Jim Kacian gave a talk onThe Haiku Foundation‘s future. For long term plans there’s ideas of scholarly retreats, residencies, artist colonies, scholarly journals, a digital archive of history of English haiku, a hall of fame, and a haiku museum. He said someone pshawed that last ideas with, “I never heard of a museum for the sonnet. Good. We’ll be the first. Dream large and we’ll get there. Dream small and we’ll get there.”
On the ginko walk past Parliament and the changing of the guard he was impressed by the amount of rah-rah-rah that Canadians got for the country. It was like American patriotism. And it struck him that nationalism is a belief. There is no Canada. There’s land and there’s people. There’s no U.S. There’s land and some people. But look at the amount of energy we can push towards this belief. Haiku, he said is more than a poetry form. it is a belief.
There was a round table discussion of places to host retreats and discussion over the interactions the Foundation would have with Haiku North America and American Haiku Archives which are housed at the California State Library in Sacramento, California.
The American Haiku Archives has been going 13 years now. Around 70 people attended its inauguration. The foundation of the collection was made by a donation of the collection and papers of Elizabeth Searle Lamb, a foremother of haiku in North America.
The archive seeks to preserve not only haiku but the people and culture of haiku collecting biographical ephemera of haiku poets, including photos and correspondances.
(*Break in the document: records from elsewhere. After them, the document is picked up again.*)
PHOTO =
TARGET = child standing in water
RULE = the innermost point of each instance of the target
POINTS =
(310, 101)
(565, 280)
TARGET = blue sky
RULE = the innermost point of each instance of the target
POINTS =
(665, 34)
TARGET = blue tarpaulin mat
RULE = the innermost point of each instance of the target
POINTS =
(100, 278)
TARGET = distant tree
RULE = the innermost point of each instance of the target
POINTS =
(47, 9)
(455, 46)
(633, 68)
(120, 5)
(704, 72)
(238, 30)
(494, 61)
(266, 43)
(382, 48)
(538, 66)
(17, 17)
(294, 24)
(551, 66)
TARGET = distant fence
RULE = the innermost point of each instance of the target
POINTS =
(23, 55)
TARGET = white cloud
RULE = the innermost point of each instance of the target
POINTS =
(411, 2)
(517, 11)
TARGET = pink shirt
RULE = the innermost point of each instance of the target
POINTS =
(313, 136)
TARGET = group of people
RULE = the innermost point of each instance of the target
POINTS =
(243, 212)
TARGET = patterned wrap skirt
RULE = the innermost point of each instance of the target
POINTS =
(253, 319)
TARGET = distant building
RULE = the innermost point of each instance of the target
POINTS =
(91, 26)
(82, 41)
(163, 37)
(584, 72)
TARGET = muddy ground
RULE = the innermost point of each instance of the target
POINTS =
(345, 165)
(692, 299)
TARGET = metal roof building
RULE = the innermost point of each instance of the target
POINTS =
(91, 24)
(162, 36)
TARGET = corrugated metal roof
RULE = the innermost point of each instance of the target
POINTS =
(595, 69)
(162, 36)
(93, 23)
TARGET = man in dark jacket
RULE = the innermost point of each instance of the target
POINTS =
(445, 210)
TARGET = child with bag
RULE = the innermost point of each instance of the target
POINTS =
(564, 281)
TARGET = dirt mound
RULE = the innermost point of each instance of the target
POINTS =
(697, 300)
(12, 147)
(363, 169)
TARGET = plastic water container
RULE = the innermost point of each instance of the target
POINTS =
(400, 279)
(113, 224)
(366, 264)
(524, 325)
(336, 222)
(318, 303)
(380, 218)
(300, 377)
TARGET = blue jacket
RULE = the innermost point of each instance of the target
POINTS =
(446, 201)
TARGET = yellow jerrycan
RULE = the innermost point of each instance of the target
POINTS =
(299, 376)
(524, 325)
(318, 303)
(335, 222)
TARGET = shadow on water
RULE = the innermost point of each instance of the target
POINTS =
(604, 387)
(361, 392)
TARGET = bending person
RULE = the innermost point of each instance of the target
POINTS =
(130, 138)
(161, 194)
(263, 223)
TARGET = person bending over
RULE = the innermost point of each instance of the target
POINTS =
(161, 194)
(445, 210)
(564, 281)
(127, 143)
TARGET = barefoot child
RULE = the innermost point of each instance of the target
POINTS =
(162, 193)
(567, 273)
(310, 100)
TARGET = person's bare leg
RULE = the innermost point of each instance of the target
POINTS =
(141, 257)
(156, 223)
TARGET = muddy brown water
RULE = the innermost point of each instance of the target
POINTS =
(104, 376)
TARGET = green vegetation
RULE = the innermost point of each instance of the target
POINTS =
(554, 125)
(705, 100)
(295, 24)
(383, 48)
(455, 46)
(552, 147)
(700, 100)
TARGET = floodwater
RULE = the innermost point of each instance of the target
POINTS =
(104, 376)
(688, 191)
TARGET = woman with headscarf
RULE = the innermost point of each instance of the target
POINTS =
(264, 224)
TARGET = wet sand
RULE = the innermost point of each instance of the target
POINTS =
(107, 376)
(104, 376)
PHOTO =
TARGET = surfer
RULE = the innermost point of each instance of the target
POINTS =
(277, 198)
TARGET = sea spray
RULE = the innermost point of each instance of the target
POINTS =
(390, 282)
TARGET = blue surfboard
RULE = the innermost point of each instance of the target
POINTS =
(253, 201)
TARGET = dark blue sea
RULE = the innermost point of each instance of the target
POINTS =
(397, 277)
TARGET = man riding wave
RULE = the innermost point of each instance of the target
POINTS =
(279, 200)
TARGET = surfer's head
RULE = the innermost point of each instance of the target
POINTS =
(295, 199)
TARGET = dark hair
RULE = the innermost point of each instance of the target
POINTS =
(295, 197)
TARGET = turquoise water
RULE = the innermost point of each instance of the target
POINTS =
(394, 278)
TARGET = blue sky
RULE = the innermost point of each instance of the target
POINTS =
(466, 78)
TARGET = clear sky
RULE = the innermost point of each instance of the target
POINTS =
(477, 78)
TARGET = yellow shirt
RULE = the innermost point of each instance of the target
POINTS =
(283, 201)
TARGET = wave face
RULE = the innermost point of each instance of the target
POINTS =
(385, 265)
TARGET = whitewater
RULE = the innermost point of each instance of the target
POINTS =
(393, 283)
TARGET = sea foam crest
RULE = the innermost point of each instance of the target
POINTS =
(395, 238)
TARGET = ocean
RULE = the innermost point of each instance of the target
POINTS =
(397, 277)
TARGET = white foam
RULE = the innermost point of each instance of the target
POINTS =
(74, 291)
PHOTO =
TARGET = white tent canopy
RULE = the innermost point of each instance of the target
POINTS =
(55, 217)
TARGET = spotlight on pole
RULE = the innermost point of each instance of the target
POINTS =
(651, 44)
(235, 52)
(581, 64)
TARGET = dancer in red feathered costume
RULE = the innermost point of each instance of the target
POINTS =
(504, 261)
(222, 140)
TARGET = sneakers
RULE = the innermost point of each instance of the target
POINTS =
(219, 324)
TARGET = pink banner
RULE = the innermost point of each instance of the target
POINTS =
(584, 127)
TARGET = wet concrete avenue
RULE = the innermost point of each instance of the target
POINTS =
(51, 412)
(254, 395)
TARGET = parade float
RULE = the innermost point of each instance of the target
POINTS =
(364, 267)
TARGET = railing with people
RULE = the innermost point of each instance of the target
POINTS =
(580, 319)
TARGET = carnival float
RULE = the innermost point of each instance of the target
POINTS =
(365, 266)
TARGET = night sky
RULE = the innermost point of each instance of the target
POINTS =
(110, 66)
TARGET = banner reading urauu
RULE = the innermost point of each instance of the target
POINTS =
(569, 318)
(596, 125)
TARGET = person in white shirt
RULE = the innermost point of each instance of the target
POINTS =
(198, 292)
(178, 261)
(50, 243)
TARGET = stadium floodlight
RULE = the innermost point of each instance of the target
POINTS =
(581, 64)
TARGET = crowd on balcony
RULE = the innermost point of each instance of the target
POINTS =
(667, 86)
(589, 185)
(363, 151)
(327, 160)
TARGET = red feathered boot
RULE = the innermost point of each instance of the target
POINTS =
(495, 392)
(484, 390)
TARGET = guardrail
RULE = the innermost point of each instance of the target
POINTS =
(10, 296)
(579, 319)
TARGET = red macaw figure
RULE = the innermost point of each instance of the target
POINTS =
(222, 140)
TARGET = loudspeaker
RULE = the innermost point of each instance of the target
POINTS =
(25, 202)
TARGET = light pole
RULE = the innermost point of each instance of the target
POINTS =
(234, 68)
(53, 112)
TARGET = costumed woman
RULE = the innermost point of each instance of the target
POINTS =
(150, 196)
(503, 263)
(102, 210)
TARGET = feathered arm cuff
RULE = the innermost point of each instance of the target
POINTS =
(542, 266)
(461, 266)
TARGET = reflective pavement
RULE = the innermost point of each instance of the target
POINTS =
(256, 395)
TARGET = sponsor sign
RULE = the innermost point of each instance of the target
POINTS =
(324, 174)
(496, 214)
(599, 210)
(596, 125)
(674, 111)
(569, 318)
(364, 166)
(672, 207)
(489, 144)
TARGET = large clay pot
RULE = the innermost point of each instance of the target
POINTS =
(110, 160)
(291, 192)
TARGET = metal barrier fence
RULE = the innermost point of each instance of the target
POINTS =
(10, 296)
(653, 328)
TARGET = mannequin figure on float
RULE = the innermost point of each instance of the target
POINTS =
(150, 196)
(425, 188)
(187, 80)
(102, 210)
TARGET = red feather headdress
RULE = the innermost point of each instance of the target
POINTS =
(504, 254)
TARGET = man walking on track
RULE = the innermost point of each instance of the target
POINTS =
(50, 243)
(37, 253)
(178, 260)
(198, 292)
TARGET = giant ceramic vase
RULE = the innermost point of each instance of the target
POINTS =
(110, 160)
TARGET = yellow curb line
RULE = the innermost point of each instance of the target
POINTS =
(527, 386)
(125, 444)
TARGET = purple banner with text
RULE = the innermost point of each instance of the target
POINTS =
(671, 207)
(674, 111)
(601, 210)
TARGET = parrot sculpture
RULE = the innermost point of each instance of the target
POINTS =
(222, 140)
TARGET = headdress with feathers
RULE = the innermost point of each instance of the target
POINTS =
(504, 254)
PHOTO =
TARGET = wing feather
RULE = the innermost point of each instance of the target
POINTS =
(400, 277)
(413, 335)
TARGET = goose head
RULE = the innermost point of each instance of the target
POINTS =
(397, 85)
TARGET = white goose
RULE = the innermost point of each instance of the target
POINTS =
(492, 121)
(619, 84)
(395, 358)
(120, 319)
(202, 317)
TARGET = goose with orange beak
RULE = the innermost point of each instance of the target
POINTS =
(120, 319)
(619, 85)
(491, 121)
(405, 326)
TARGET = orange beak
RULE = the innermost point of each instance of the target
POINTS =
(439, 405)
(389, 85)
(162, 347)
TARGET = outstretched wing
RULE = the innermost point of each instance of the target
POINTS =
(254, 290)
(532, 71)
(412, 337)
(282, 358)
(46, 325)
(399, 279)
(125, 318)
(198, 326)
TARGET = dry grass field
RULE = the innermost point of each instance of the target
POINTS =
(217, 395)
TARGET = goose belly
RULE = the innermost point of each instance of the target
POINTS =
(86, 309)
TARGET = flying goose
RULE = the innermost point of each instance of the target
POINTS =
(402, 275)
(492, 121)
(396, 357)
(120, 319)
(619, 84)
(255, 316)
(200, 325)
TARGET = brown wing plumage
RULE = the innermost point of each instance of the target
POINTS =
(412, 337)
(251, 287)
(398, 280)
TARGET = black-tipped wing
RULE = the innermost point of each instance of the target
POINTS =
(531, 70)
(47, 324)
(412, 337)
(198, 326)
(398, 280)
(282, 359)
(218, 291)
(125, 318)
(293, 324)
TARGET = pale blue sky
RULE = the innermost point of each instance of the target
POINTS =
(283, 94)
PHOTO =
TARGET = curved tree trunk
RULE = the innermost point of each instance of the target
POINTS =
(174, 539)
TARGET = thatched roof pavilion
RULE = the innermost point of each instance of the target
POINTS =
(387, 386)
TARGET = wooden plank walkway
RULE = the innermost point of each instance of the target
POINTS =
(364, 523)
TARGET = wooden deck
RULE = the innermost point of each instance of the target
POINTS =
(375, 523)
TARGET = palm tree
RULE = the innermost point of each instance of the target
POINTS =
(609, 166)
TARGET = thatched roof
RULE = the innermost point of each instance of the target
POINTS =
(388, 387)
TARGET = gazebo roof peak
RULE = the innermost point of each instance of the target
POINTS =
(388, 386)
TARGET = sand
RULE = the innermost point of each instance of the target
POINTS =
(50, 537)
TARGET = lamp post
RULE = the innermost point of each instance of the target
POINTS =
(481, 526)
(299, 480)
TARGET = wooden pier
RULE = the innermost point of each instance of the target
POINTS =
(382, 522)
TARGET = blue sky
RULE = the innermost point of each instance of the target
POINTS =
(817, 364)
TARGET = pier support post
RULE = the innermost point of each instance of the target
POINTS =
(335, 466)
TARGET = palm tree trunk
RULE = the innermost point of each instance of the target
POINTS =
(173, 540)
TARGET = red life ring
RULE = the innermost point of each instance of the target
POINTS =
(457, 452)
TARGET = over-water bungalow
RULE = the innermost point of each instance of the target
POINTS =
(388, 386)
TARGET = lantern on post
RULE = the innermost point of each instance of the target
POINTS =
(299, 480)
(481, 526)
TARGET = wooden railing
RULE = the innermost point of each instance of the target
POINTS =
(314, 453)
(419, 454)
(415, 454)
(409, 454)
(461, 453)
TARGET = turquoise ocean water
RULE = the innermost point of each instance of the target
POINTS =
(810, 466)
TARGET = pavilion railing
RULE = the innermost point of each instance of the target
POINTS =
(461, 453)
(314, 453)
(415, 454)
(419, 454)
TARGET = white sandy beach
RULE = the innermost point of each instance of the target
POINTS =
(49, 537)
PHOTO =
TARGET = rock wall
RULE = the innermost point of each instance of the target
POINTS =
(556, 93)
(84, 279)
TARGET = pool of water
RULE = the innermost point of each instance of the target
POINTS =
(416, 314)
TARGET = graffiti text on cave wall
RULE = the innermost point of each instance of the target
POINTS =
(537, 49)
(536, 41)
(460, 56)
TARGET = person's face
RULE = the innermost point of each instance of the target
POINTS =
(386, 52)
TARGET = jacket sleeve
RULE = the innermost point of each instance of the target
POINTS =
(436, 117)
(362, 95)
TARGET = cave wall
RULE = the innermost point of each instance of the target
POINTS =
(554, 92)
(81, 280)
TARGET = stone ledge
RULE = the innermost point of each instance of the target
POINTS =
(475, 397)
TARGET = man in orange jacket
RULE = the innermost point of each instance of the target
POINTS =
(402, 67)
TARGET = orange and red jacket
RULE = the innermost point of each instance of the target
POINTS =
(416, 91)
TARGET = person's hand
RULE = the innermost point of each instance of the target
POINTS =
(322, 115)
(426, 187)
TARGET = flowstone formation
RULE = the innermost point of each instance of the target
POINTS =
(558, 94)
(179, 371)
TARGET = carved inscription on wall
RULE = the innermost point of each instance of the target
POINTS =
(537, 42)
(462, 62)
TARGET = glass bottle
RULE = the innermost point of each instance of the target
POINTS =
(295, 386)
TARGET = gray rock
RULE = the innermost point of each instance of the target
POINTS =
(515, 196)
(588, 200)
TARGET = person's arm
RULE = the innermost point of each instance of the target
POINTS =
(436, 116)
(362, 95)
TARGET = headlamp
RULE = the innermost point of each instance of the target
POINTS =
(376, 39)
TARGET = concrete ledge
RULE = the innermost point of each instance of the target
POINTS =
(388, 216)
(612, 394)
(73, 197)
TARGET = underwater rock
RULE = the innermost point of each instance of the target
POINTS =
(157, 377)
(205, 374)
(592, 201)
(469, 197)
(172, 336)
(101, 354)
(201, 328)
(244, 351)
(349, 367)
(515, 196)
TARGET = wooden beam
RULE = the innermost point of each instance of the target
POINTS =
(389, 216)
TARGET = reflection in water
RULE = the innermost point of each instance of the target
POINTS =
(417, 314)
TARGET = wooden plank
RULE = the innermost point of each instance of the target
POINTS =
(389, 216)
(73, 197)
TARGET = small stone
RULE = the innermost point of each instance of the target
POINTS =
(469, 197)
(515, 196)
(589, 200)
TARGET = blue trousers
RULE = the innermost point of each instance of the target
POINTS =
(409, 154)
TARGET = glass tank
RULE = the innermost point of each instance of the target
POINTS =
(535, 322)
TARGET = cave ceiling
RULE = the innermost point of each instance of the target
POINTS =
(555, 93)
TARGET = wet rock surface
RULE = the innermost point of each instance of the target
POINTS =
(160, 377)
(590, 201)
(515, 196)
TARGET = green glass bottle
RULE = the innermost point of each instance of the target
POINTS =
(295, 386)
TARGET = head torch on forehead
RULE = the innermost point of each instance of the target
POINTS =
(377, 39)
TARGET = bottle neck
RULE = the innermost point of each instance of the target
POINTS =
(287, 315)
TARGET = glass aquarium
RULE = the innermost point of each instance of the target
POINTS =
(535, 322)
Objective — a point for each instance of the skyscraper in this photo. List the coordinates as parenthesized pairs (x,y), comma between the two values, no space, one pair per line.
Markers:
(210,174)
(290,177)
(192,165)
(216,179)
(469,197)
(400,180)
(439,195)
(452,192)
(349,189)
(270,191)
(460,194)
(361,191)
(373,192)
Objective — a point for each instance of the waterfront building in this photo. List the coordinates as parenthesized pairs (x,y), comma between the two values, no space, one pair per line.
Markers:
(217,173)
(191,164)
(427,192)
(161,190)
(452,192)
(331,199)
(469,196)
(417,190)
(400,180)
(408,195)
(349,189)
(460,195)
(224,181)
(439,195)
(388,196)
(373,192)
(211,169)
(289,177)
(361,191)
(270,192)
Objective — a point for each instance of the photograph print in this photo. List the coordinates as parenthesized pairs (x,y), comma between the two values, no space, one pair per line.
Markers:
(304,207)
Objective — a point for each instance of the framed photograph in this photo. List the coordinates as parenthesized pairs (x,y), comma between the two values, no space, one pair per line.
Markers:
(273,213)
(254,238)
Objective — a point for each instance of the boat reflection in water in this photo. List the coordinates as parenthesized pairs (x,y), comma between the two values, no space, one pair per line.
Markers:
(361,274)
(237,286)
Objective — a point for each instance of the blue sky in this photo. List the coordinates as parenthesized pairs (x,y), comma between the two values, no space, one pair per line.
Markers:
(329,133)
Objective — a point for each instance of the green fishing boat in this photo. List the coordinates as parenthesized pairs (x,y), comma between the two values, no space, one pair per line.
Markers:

Michael Dylan Welch gave an introduction to its history and use for anyone who wants to come and use the collected resources. Each item is treated by archivists to keep for centuries, treated so that the binding, paper and fastening is stable. It costs $15-20 per item and there are thousands of broadsheets, chapbooks, ephemera and books in the collection.
There was an announcement that Stephen Addiss would become the Honorary Curator for 2009–2010 taking over from George Swede.